The tools that provide automatic classification are: Autonomy, ClearForest, Documentum, Interwoven, Inxight, Moxomine, Open Text, Oracle, SmartLogic.

These tools can classify any type of text documents. Classification is either performed on a document repository or on a stream of incoming documents.

Here is how this software works. Example: "International Business Machines today announced that it would acquire Widget, Inc. A spokesperson for IBM said: "Big Blue will move quickly to ensure a speedy transition".

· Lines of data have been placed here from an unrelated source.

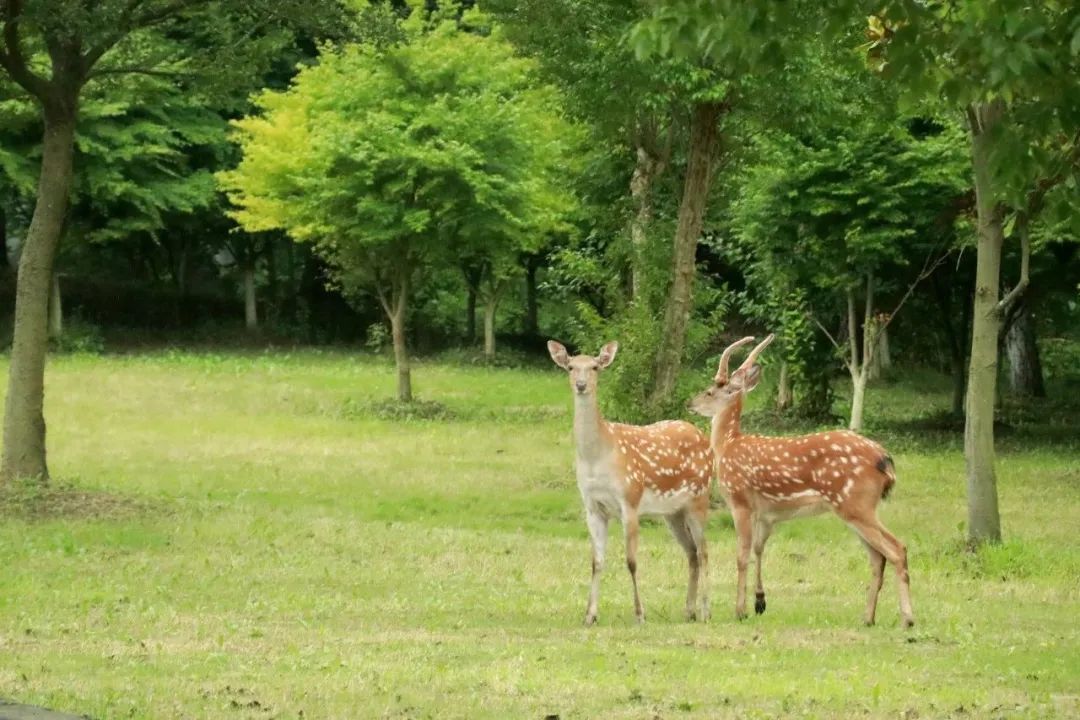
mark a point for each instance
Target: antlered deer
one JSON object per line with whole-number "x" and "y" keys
{"x": 771, "y": 479}
{"x": 630, "y": 471}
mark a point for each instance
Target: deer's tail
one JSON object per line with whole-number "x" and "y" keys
{"x": 887, "y": 467}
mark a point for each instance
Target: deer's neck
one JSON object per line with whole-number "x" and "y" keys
{"x": 726, "y": 428}
{"x": 591, "y": 436}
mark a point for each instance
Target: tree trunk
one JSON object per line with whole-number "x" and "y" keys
{"x": 1025, "y": 369}
{"x": 531, "y": 309}
{"x": 489, "y": 308}
{"x": 24, "y": 428}
{"x": 396, "y": 308}
{"x": 646, "y": 170}
{"x": 4, "y": 260}
{"x": 860, "y": 367}
{"x": 471, "y": 314}
{"x": 251, "y": 308}
{"x": 784, "y": 389}
{"x": 401, "y": 350}
{"x": 984, "y": 521}
{"x": 704, "y": 138}
{"x": 55, "y": 309}
{"x": 881, "y": 360}
{"x": 858, "y": 401}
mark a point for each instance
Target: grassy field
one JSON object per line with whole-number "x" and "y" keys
{"x": 252, "y": 537}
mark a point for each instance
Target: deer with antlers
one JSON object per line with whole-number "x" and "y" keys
{"x": 771, "y": 479}
{"x": 626, "y": 472}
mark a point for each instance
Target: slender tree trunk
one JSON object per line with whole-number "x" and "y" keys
{"x": 1025, "y": 368}
{"x": 470, "y": 314}
{"x": 860, "y": 366}
{"x": 858, "y": 401}
{"x": 704, "y": 140}
{"x": 251, "y": 308}
{"x": 397, "y": 330}
{"x": 881, "y": 360}
{"x": 531, "y": 307}
{"x": 55, "y": 309}
{"x": 784, "y": 388}
{"x": 883, "y": 353}
{"x": 271, "y": 303}
{"x": 4, "y": 260}
{"x": 489, "y": 308}
{"x": 646, "y": 170}
{"x": 984, "y": 521}
{"x": 24, "y": 429}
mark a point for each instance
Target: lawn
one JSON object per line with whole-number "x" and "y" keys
{"x": 252, "y": 535}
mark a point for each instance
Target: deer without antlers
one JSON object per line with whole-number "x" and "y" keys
{"x": 771, "y": 479}
{"x": 630, "y": 471}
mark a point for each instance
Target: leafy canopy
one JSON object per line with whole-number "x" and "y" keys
{"x": 385, "y": 157}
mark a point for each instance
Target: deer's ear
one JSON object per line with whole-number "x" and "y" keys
{"x": 607, "y": 354}
{"x": 557, "y": 352}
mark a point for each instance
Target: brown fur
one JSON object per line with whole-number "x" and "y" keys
{"x": 771, "y": 479}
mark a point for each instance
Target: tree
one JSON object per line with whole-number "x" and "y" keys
{"x": 53, "y": 50}
{"x": 838, "y": 215}
{"x": 1013, "y": 69}
{"x": 390, "y": 159}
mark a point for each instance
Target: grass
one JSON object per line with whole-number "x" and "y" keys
{"x": 255, "y": 535}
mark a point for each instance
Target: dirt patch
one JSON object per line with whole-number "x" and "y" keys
{"x": 31, "y": 501}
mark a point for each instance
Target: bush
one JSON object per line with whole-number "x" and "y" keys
{"x": 1061, "y": 358}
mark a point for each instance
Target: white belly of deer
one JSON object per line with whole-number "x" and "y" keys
{"x": 664, "y": 503}
{"x": 601, "y": 492}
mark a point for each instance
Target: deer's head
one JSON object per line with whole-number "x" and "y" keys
{"x": 583, "y": 369}
{"x": 727, "y": 388}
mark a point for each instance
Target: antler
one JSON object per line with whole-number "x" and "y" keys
{"x": 721, "y": 371}
{"x": 757, "y": 351}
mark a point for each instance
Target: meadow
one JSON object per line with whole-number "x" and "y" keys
{"x": 255, "y": 535}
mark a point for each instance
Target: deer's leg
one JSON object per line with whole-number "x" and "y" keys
{"x": 761, "y": 531}
{"x": 886, "y": 543}
{"x": 696, "y": 522}
{"x": 877, "y": 570}
{"x": 744, "y": 534}
{"x": 678, "y": 526}
{"x": 597, "y": 532}
{"x": 631, "y": 526}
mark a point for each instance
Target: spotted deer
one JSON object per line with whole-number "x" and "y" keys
{"x": 767, "y": 480}
{"x": 632, "y": 471}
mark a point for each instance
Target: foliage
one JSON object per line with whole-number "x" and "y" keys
{"x": 285, "y": 527}
{"x": 389, "y": 158}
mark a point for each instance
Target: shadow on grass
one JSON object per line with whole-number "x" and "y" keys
{"x": 30, "y": 500}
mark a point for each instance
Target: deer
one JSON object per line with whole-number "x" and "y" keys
{"x": 767, "y": 480}
{"x": 629, "y": 472}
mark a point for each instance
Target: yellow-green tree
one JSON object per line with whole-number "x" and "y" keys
{"x": 391, "y": 159}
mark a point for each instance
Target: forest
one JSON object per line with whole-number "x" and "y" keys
{"x": 238, "y": 233}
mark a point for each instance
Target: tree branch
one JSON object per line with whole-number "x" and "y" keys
{"x": 852, "y": 335}
{"x": 1025, "y": 260}
{"x": 12, "y": 58}
{"x": 928, "y": 269}
{"x": 828, "y": 335}
{"x": 869, "y": 333}
{"x": 131, "y": 19}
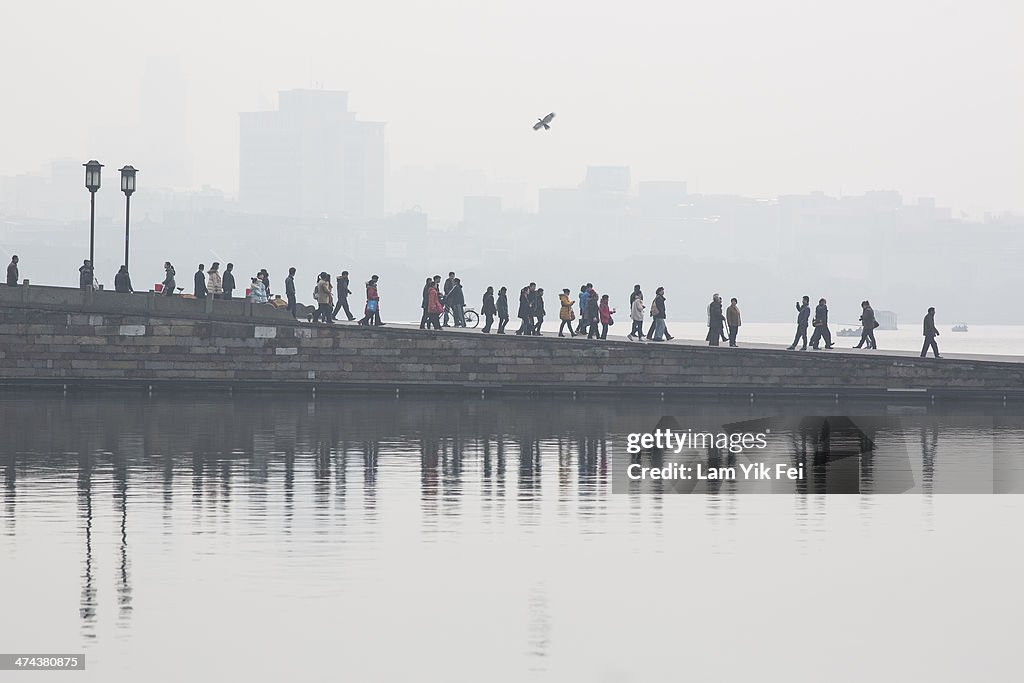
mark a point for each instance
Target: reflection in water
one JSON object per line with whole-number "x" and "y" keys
{"x": 87, "y": 607}
{"x": 539, "y": 633}
{"x": 286, "y": 466}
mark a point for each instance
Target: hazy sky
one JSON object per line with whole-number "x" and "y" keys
{"x": 750, "y": 96}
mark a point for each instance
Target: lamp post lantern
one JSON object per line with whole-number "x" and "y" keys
{"x": 92, "y": 184}
{"x": 127, "y": 186}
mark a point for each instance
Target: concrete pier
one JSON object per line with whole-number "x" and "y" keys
{"x": 72, "y": 339}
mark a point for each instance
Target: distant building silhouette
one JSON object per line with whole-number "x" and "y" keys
{"x": 312, "y": 159}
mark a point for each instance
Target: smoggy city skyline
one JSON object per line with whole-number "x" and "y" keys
{"x": 743, "y": 98}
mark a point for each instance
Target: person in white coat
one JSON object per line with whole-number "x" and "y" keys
{"x": 636, "y": 314}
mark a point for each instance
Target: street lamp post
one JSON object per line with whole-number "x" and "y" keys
{"x": 127, "y": 186}
{"x": 92, "y": 184}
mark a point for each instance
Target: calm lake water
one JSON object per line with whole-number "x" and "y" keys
{"x": 271, "y": 537}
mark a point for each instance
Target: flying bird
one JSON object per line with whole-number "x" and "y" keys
{"x": 543, "y": 123}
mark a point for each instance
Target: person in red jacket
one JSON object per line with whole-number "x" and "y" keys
{"x": 605, "y": 313}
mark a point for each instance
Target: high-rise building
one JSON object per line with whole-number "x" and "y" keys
{"x": 312, "y": 159}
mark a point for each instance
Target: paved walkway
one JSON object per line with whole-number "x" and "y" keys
{"x": 839, "y": 349}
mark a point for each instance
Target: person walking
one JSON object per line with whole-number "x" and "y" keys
{"x": 593, "y": 313}
{"x": 214, "y": 283}
{"x": 525, "y": 312}
{"x": 503, "y": 309}
{"x": 199, "y": 281}
{"x": 820, "y": 324}
{"x": 488, "y": 309}
{"x": 372, "y": 311}
{"x": 434, "y": 306}
{"x": 604, "y": 313}
{"x": 584, "y": 294}
{"x": 265, "y": 278}
{"x": 867, "y": 325}
{"x": 342, "y": 293}
{"x": 290, "y": 293}
{"x": 565, "y": 313}
{"x": 733, "y": 321}
{"x": 635, "y": 293}
{"x": 122, "y": 282}
{"x": 449, "y": 285}
{"x": 227, "y": 282}
{"x": 657, "y": 311}
{"x": 803, "y": 319}
{"x": 168, "y": 285}
{"x": 716, "y": 321}
{"x": 931, "y": 332}
{"x": 636, "y": 315}
{"x": 325, "y": 298}
{"x": 85, "y": 275}
{"x": 425, "y": 303}
{"x": 653, "y": 323}
{"x": 257, "y": 293}
{"x": 456, "y": 302}
{"x": 539, "y": 312}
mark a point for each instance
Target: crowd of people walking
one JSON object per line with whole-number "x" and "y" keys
{"x": 444, "y": 305}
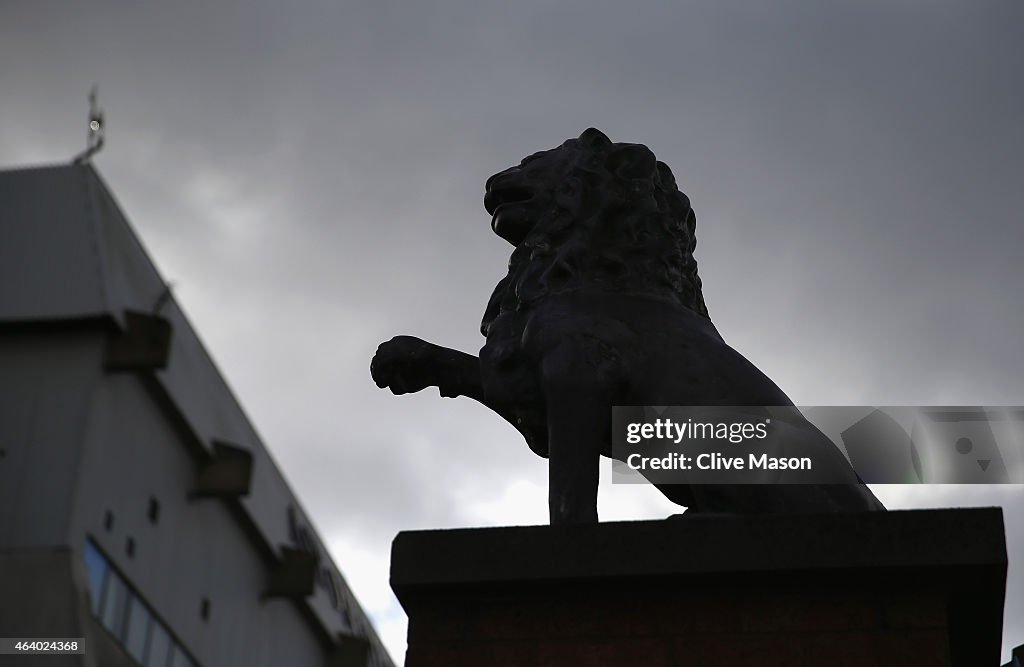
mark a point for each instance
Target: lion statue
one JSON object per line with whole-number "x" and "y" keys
{"x": 601, "y": 306}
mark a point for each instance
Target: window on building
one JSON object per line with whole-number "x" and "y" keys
{"x": 112, "y": 614}
{"x": 137, "y": 630}
{"x": 122, "y": 611}
{"x": 160, "y": 644}
{"x": 95, "y": 566}
{"x": 180, "y": 659}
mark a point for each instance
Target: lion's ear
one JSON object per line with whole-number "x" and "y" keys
{"x": 594, "y": 138}
{"x": 633, "y": 161}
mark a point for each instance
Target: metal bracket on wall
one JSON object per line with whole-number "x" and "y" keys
{"x": 294, "y": 576}
{"x": 143, "y": 345}
{"x": 227, "y": 474}
{"x": 351, "y": 651}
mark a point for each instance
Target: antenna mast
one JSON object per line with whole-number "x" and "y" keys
{"x": 94, "y": 139}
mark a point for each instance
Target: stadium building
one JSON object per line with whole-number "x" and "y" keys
{"x": 139, "y": 509}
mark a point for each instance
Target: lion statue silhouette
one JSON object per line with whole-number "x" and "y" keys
{"x": 602, "y": 306}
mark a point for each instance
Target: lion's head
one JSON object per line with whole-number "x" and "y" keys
{"x": 592, "y": 214}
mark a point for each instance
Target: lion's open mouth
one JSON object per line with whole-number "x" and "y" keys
{"x": 499, "y": 197}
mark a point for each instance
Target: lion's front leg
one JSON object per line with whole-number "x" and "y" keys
{"x": 407, "y": 364}
{"x": 579, "y": 423}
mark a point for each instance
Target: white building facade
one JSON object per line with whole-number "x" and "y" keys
{"x": 138, "y": 507}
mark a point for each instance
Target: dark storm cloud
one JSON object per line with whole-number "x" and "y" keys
{"x": 310, "y": 176}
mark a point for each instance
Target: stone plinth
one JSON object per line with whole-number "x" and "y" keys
{"x": 883, "y": 588}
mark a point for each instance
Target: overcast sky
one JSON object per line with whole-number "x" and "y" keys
{"x": 309, "y": 175}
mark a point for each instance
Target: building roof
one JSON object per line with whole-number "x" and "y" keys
{"x": 68, "y": 254}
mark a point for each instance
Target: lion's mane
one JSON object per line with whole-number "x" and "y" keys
{"x": 631, "y": 231}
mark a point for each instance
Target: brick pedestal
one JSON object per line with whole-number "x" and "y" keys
{"x": 890, "y": 588}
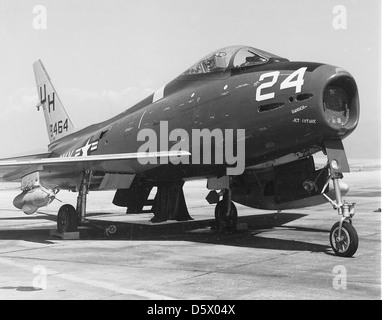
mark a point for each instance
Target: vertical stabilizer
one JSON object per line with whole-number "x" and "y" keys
{"x": 58, "y": 123}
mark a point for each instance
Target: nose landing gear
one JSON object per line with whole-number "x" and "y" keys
{"x": 343, "y": 236}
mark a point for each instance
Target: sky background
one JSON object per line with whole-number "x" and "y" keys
{"x": 104, "y": 56}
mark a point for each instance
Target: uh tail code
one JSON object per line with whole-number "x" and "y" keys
{"x": 58, "y": 127}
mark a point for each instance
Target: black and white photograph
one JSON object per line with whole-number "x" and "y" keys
{"x": 194, "y": 155}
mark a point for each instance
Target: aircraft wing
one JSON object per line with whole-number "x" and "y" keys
{"x": 13, "y": 169}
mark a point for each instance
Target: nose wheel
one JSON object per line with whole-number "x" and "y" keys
{"x": 343, "y": 236}
{"x": 226, "y": 216}
{"x": 344, "y": 240}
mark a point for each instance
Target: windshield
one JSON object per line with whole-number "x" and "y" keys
{"x": 227, "y": 58}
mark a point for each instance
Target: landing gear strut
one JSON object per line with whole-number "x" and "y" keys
{"x": 68, "y": 217}
{"x": 343, "y": 236}
{"x": 226, "y": 212}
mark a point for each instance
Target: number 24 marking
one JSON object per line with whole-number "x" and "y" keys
{"x": 287, "y": 83}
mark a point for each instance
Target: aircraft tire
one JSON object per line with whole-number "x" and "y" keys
{"x": 347, "y": 244}
{"x": 225, "y": 223}
{"x": 67, "y": 220}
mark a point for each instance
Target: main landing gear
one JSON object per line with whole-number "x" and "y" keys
{"x": 69, "y": 218}
{"x": 343, "y": 236}
{"x": 225, "y": 210}
{"x": 226, "y": 214}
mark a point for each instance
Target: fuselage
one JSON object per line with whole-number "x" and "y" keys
{"x": 284, "y": 107}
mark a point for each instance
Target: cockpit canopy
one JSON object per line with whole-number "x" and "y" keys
{"x": 231, "y": 58}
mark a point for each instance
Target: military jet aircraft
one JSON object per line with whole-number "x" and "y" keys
{"x": 280, "y": 112}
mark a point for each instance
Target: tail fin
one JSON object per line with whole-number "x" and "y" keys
{"x": 58, "y": 123}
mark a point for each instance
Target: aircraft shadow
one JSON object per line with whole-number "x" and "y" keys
{"x": 200, "y": 231}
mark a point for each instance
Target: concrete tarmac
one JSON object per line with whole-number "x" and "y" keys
{"x": 283, "y": 255}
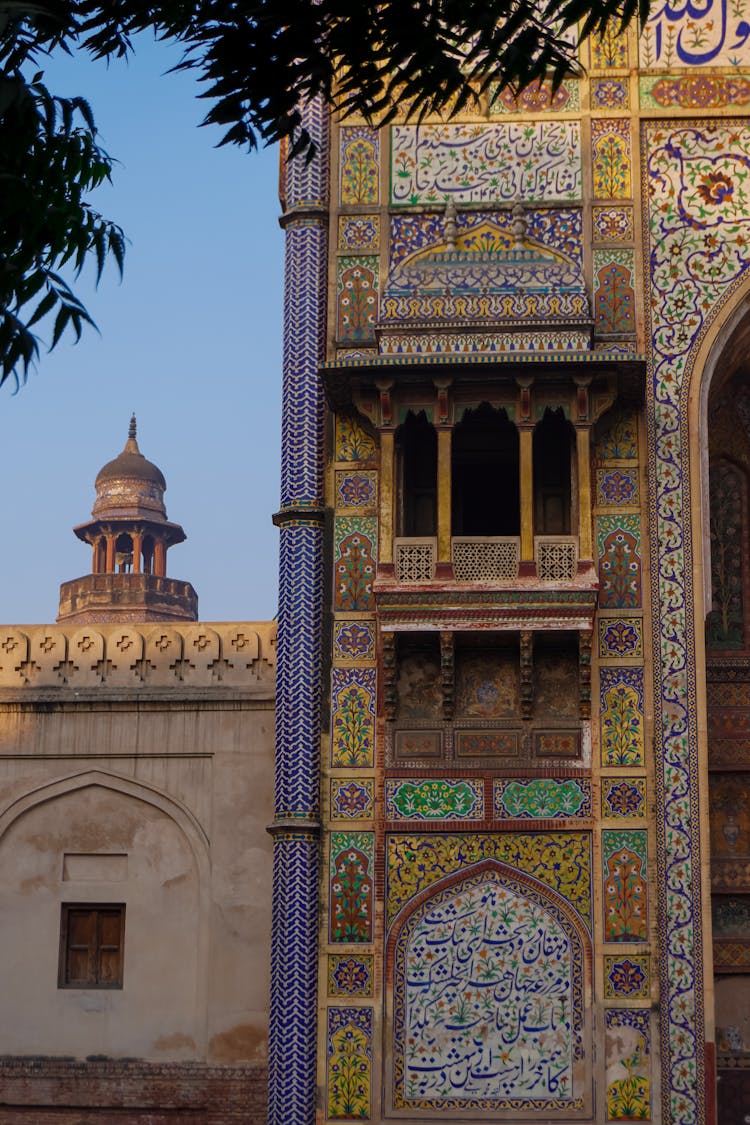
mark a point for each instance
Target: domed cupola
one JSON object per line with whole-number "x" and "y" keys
{"x": 129, "y": 536}
{"x": 130, "y": 485}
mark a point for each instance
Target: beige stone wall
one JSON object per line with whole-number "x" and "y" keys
{"x": 136, "y": 765}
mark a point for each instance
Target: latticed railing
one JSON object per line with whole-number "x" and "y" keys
{"x": 485, "y": 558}
{"x": 415, "y": 559}
{"x": 557, "y": 557}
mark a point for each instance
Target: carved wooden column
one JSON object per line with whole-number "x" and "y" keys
{"x": 584, "y": 451}
{"x": 526, "y": 478}
{"x": 448, "y": 674}
{"x": 444, "y": 471}
{"x": 526, "y": 475}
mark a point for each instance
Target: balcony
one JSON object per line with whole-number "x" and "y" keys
{"x": 479, "y": 559}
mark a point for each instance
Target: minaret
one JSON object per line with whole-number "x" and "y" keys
{"x": 129, "y": 536}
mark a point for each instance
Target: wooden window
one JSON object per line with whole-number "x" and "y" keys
{"x": 91, "y": 945}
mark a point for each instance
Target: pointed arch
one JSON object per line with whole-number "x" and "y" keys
{"x": 489, "y": 1013}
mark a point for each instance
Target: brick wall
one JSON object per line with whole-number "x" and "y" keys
{"x": 54, "y": 1091}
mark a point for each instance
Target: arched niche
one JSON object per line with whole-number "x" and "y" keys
{"x": 93, "y": 837}
{"x": 488, "y": 1009}
{"x": 717, "y": 447}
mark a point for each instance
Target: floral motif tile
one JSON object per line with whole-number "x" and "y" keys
{"x": 627, "y": 1049}
{"x": 613, "y": 224}
{"x": 357, "y": 489}
{"x": 360, "y": 172}
{"x": 559, "y": 860}
{"x": 485, "y": 163}
{"x": 625, "y": 885}
{"x": 353, "y": 640}
{"x": 434, "y": 799}
{"x": 621, "y": 638}
{"x": 351, "y": 975}
{"x": 352, "y": 726}
{"x": 617, "y": 487}
{"x": 542, "y": 798}
{"x": 623, "y": 797}
{"x": 612, "y": 163}
{"x": 359, "y": 232}
{"x": 621, "y": 717}
{"x": 351, "y": 894}
{"x": 352, "y": 799}
{"x": 626, "y": 977}
{"x": 349, "y": 1058}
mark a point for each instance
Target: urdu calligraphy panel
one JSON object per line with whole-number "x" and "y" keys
{"x": 485, "y": 163}
{"x": 489, "y": 1001}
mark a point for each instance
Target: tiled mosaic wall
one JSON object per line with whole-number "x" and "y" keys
{"x": 392, "y": 189}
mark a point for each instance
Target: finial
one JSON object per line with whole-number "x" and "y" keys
{"x": 450, "y": 227}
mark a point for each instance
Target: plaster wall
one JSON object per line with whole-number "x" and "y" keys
{"x": 155, "y": 797}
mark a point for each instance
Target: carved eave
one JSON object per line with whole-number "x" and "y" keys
{"x": 129, "y": 522}
{"x": 445, "y": 606}
{"x": 349, "y": 380}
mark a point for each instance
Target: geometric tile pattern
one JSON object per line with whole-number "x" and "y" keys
{"x": 294, "y": 977}
{"x": 697, "y": 192}
{"x": 623, "y": 797}
{"x": 357, "y": 489}
{"x": 693, "y": 91}
{"x": 292, "y": 1046}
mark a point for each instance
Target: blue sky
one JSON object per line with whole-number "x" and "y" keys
{"x": 190, "y": 341}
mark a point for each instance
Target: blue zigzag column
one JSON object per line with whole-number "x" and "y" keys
{"x": 296, "y": 827}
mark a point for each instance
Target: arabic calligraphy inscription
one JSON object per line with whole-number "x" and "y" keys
{"x": 485, "y": 163}
{"x": 488, "y": 1000}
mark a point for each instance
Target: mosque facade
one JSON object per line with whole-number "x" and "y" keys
{"x": 512, "y": 835}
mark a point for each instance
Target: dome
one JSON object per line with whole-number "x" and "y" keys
{"x": 130, "y": 485}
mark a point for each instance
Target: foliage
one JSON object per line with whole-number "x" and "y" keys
{"x": 255, "y": 60}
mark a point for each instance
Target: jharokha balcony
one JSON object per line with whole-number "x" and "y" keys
{"x": 486, "y": 582}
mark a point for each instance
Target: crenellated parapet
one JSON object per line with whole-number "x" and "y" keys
{"x": 218, "y": 656}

The software classifies concepts rather than words. Words are first stemmed, that is they are reduced to their root form. Next, stop words are being eliminated. These include words such as a, an, in, the - words that add little semantic information. Then, words with similar meanings are equated using thesaurus. For example, the words IBM, International Business Machines, and Big Blue are treated as equivalent.

Next, the software will use statistical or language processing techniques to identify noun phrases or concepts such as "red bicycle". Further, using thesaurus, these phrases are reduced to distinct concepts that will be associated with the document. In this example, there are 3 instances of IBM, 2 instances of acquisition (acquire, speedy transition), and 1 instance of Widget, Inc.

Approaches to Classification

Manual - requires individuals to assign each document to one or more categories. It can achieve a high degree of accuracy. However, it is labor intensive and therefore are more costly than automatic classification in the long run.

Rule-based - keywords or Boolean expressions are used to categorize a document. This is typically used when a few words can adequately describe a category. For example, if a collection of medical papers is to be classified according to a disease together with its scientific, common, and alternative names can be used to define the keywords for each category.

Supervised Learning - most approaches to automatic classification require a human expert to initiate a learning process by manually classifying or assigning a number of "training documents" to each category. This classification system first analyzes the statistical occurrences of each concept in the example documents and then constructs a model or "classifier for each category that is used to classify subsequent documents automatically. The system refines its model, in a sense "learning" the categories as documents are processed.

Unsupervised Learning - these systems identify both groups or clusters of related documents as well as the relationship between these clusters. Commonly referred as clustering, this approach eliminates the need for training sets because it does not require a preexisting taxonomy or category structure. However, clustering algorithms are not always good at selecting categories that are intuitive to users. On the other hand, clustering will often expose useful relationships and themes implicit in the collection that might be missed by a manual process. For this reasons, clustering generally works hand-in-hand with supervised learning techniques.

Each of approaches is optimal for a different situation. As a result, classification vendors are moving to support multiple methods.

Most real world implementations combine search, classification, and other techniques such as identifying similar documents to provide a complete information retrieval solution. Organizations having document repositories will generally benefit from a customized taxonomy.

Once documents are clustered, an administrator can first rearrange, expand or collapse the auto-suggested clusters or categories, and then give them intuitive names. The documents in the cluster serve as initial training sets for supervised-learning algorithms that will be used subsequently to refine the categories. The end result is a taxonomy and a set of topic models are fully customized for an organization's needs.

Building an extensive custom taxonomy can be a large expense. However, automated classification tools can reduce the taxonomy development and maintenance cost.

Organizations with document collections that span complex areas such as medicine, biotechnology, aerospace will have a large taxonomy. However, there are ways to refine taxonomy so it does not become an overwhelming task.

Together, enterprise search and classification provide an initial response to information overload.